Most of all, one must learn the art of not picking up a drink: an act that is restraint and agency all rolled into one. To start with, this feels like an amputation: painful and haunting. Because take away the alcohol and you take away the single most important method of coping that an alcoholic has.
Once the life and soul of the party, newly sober alcoholics can realise – to their great dismay – that they are shy introverts who don’t like parties at all. How do you talk to someone you don’t know after a carol service without a drink? How do you listen to the drink-addled chatter of the Christmas lunch crowd without crawling out of your skin and correcting everyone? Crucially, how do you feel an emotion – pain, sadness, anger – without slipping down the emotional fire escape of alcohol? Is that even possible?
The answer is both simple and complicated: you don’t drink, one day at a time. That may sound obvious, but it didn’t feel that way 15 years ago. These days, I am no longer a newly sober alcoholic at Christmas, looking wistfully at champagne glasses and weeping. Instead, I have two small children, dogs and people to look after. I don’t have time to indulge in melancholy for the past but neither can I forget it entirely; the addict and the sober adult live side by side within me and always will.

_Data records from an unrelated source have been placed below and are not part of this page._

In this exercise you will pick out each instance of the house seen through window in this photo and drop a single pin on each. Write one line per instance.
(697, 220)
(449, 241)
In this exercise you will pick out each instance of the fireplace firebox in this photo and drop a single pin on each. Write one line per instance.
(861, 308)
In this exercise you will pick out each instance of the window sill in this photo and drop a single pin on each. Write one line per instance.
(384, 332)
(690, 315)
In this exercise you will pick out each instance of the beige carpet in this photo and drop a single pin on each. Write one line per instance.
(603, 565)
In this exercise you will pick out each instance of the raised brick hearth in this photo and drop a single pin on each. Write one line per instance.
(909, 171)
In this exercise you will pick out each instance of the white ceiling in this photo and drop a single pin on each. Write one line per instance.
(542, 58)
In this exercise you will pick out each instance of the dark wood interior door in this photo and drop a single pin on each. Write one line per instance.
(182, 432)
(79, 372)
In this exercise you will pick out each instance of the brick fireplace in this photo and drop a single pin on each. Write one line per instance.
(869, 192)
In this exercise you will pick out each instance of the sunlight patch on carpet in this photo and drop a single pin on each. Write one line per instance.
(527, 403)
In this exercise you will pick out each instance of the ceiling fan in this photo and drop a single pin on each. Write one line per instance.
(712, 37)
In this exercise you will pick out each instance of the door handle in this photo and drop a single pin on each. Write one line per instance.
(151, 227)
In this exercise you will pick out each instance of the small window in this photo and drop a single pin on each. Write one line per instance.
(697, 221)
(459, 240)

So, on a practical level, I do things differently. I say no to invitations that are too hard or too difficult to make. I play with the children more, ignoring tantrums and arguments over batteries. I try not to snap. I ask for help and, when it comes, I experience it as a shot of relief or a little flower of hope. If that means eating a mince pie in bed, then so be it.
These days, after over a decade of sobriety, I approach a family Christmas differently. Which is to say, I approach it with great excitement as opposed to the addict’s shame or remorse. Some traditions I skip altogether: lighting the Christmas pudding with brandy or toasting with champagne at every possible opportunity. Of course, I try not to buy chocolates or mince pies that have alcohol in them, but it’s also no huge drama if they do; I won’t have one, but I want others to have a good time. Amazingly, I want to have a good time, too. Life, relearned.